De Luca lo miró a los ojos, serio:

– Luego nada. ¿Qué más quiere hacer? Tenemos a un tío más bien acaudalado, miembro del partido y relacionado con Tedesco. Saben quién es Tedesco, ¿verdad? Ministro de Exteriores… Un tío asesinado de una forma que promete ser bastante sucia. ¿Creen que será posible investigar algo? ¿O que le interese a alguien, en los tiempos que corren, con los americanos en Bolonia? Me corto el cuello si nos dejan seguir.

Pugliese sonrió y extendió los brazos mientras De Luca clavaba las manos sobre los brazos de la butaca y de un impulso se ponía en pie, tambaleándose.

– A su disposición -dijo, y lo siguió hacia la puerta, con el sombrero en la mano.
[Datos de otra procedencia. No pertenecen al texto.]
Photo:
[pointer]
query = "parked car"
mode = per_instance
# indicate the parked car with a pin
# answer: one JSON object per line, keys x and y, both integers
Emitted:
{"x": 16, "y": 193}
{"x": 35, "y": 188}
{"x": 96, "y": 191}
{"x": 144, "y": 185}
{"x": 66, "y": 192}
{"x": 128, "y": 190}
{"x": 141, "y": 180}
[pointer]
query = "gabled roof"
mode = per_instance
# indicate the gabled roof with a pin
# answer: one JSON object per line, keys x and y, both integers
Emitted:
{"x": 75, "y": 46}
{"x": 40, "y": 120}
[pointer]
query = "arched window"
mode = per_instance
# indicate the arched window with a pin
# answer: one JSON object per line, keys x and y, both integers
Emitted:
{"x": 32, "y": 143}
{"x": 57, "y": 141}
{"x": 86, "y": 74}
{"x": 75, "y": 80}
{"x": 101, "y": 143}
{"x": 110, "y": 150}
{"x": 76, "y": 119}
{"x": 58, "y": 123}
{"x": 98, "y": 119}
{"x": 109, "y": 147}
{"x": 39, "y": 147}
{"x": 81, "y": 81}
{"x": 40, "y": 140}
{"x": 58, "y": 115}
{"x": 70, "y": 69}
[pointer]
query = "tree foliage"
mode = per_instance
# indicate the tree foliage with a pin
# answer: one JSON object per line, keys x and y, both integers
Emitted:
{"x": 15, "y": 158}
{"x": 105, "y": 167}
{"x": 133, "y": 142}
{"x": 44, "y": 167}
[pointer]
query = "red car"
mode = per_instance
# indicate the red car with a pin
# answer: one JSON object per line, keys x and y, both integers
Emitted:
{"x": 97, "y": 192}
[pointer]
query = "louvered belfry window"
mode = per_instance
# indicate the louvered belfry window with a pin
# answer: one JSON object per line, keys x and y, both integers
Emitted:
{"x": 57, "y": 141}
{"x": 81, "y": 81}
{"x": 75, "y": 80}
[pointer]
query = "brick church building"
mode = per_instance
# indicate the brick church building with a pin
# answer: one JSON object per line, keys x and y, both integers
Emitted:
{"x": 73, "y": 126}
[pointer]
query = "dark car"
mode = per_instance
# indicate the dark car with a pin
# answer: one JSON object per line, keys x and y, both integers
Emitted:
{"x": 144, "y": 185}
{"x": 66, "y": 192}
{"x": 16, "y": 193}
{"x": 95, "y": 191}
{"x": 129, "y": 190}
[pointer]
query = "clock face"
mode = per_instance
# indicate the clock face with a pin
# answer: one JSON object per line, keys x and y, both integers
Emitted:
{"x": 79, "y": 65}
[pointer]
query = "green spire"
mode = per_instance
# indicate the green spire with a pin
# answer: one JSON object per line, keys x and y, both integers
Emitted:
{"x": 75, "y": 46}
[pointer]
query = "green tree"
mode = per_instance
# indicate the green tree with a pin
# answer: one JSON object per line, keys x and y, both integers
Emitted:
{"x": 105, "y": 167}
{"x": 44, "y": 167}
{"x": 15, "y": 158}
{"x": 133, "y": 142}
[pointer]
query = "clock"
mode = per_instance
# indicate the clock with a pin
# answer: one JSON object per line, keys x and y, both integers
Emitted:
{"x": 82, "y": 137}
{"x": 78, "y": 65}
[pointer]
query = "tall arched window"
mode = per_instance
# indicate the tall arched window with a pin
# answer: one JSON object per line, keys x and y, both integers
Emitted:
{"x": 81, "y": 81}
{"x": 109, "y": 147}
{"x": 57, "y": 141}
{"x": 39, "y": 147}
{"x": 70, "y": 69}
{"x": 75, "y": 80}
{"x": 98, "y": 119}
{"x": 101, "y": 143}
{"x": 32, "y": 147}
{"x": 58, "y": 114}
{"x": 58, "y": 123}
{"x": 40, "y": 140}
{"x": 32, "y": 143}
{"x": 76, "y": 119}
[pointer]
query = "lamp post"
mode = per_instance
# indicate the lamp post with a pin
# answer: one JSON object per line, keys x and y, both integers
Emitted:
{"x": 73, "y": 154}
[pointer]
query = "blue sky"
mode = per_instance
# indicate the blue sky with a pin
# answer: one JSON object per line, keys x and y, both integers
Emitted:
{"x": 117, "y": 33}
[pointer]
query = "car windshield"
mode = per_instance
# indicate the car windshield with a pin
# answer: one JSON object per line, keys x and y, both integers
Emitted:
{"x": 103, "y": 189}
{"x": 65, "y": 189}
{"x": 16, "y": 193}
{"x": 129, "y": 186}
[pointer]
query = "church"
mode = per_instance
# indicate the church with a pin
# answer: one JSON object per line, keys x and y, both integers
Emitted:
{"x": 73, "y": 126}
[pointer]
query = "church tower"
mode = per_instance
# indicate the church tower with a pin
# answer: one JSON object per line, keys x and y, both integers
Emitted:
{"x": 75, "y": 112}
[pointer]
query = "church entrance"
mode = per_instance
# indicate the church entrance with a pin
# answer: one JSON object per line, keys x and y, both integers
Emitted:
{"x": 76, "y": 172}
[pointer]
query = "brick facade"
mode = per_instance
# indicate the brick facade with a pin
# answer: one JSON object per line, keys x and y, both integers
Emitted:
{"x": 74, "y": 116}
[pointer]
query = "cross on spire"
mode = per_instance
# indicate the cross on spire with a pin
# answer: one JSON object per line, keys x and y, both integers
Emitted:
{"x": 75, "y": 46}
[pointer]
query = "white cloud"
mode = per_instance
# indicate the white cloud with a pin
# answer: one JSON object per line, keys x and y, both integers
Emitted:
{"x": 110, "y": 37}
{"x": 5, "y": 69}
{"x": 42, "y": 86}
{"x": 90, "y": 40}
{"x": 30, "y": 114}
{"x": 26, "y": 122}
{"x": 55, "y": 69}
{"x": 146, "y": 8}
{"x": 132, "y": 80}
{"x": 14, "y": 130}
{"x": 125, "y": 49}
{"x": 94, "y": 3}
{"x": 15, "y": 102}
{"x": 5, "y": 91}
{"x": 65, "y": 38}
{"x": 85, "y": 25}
Se detuvo delante del ascensor, con el dedo casi en el botón, pero tuvo que apresurarse sobre sus cortas piernas para alcanzar a De Luca, que estaba ya a media escalera.

– ¡Comandante! -jadeó-, ¡ay, mecachis…! ¡Perdone, comisario, es que no hay manera de que me acuerde! Oiga, al portero la placa se la enseño yo, si me lo permite. Si ven la suya se asustan y se callan la boca.

De Luca no contestó. Llegaron a la portería y Pugliese llamó al cristal con los nudillos, pero De Luca abrió la puerta y entró directamente, arrollado por un olor a col y a cerrado que le hizo arrugar la nariz y el estómago. Dentro, sentada en una silla de paja delante de una estufa encendida, había una mujer de cabello blanco con un rosario en las manos. Probablemente demostraba más años de los que tenía.

– Buenos días -dijo De Luca a la vieja, que lo miraba boquiabierta-, estoy buscando al portero.

Pugliese entró en el cuartucho y descorrió una cortina que separaba el resto del piso, donde una cazuela de col hervía en una cocina barata.

– Yo no sé nada -dijo la vieja-. Mi marido no está y yo no sé nada.

– Pero al señor de arriba lo conoce, ¿verdad? -preguntó De Luca. La vieja se encogió de hombros.

– No soy yo quien conoce a todo el mundo -dijo-, es mi marido.

– Así, a simple vista, parecía buena persona, ese señor -dijo Pugliese insinuante. La vieja se volvió de golpe, haciendo tintinear el rosario.